Looking back on the beloved songs of a certain era can be something of a crapshoot, depending on the artist and music involved. Some hits sound very much of their time, for better or for worse — that can translated into bringing back memories in the best cases and aging terribly in the worst. The music of Creedence Clearwater Revival, though, still has a timeless urgency to it.
“[A]rguably the band’s most striking accomplishment is the way its music registers now – as a set of brilliant, interconnected flashes, elements in a mythology,” wrote Tom Moon in a 2019 article for NPR. Which begs the question: just how did that mythology begin?

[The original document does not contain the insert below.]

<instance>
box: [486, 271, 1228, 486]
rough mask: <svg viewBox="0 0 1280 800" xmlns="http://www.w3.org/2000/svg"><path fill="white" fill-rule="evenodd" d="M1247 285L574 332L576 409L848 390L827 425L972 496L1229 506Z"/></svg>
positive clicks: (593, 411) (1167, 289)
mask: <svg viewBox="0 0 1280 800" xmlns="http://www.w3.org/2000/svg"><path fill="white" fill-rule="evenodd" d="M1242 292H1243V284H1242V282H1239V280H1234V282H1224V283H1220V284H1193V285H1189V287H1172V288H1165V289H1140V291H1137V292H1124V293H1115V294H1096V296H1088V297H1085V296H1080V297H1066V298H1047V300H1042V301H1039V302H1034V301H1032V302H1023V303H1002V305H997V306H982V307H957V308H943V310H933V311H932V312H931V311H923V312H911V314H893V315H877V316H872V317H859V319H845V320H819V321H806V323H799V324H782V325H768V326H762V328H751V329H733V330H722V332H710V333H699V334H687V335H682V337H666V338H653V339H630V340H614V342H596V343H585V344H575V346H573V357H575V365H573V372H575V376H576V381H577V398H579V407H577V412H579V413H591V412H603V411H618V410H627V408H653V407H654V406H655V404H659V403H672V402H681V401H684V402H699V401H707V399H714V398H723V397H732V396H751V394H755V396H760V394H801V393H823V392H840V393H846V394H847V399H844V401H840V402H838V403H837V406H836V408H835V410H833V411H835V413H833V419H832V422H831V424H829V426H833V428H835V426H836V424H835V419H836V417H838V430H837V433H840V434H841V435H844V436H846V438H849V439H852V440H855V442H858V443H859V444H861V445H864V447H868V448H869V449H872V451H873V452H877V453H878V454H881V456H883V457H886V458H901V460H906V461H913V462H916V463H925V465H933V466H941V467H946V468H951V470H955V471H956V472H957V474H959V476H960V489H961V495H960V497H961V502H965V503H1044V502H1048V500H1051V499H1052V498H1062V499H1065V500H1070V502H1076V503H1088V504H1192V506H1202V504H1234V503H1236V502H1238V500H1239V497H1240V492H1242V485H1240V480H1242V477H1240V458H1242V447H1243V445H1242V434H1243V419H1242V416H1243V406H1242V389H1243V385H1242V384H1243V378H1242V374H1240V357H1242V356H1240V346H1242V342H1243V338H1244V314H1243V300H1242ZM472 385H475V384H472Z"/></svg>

A new biography of the band, A Song for Everyone: The Story of Creedence Clearwater Revival, offers a look at the circumstances and sounds that made the band. (Its author, John Lingan, has also written memorably about the group’s 1970 album Cosmo’s Factory for Pitchfork.) And in an excerpt from the book, published at Literary Hub, Lingan explores the band’s surge in popularity.
Lingan zeroes in on the band’s embrace of moderation, writing that “everyone noticed that Creedence stuck to beer, if that, and only after performances.” (Though this didn’t prevent members of the Grateful Dead from trying to dose them.) This helped them build a reputation but put them at relative odds with many of their more hard-living peers in the Bay Area.
That did, Lingan writes, endear them to promoter Bill Graham, who had a similar ethos. As he writes, following the band’s successful four-night residency at Fillmore West, “Graham bought them all engraved Omega Seamaster watches and paid them cash bonuses.”
Creedence Clearwater Revival’s early years offer a complex way of looking at rock history — both in terms of national fame and local frustration. But along the way, the group created some of the most enduring songs ever written — all with a bravura that continues to impress.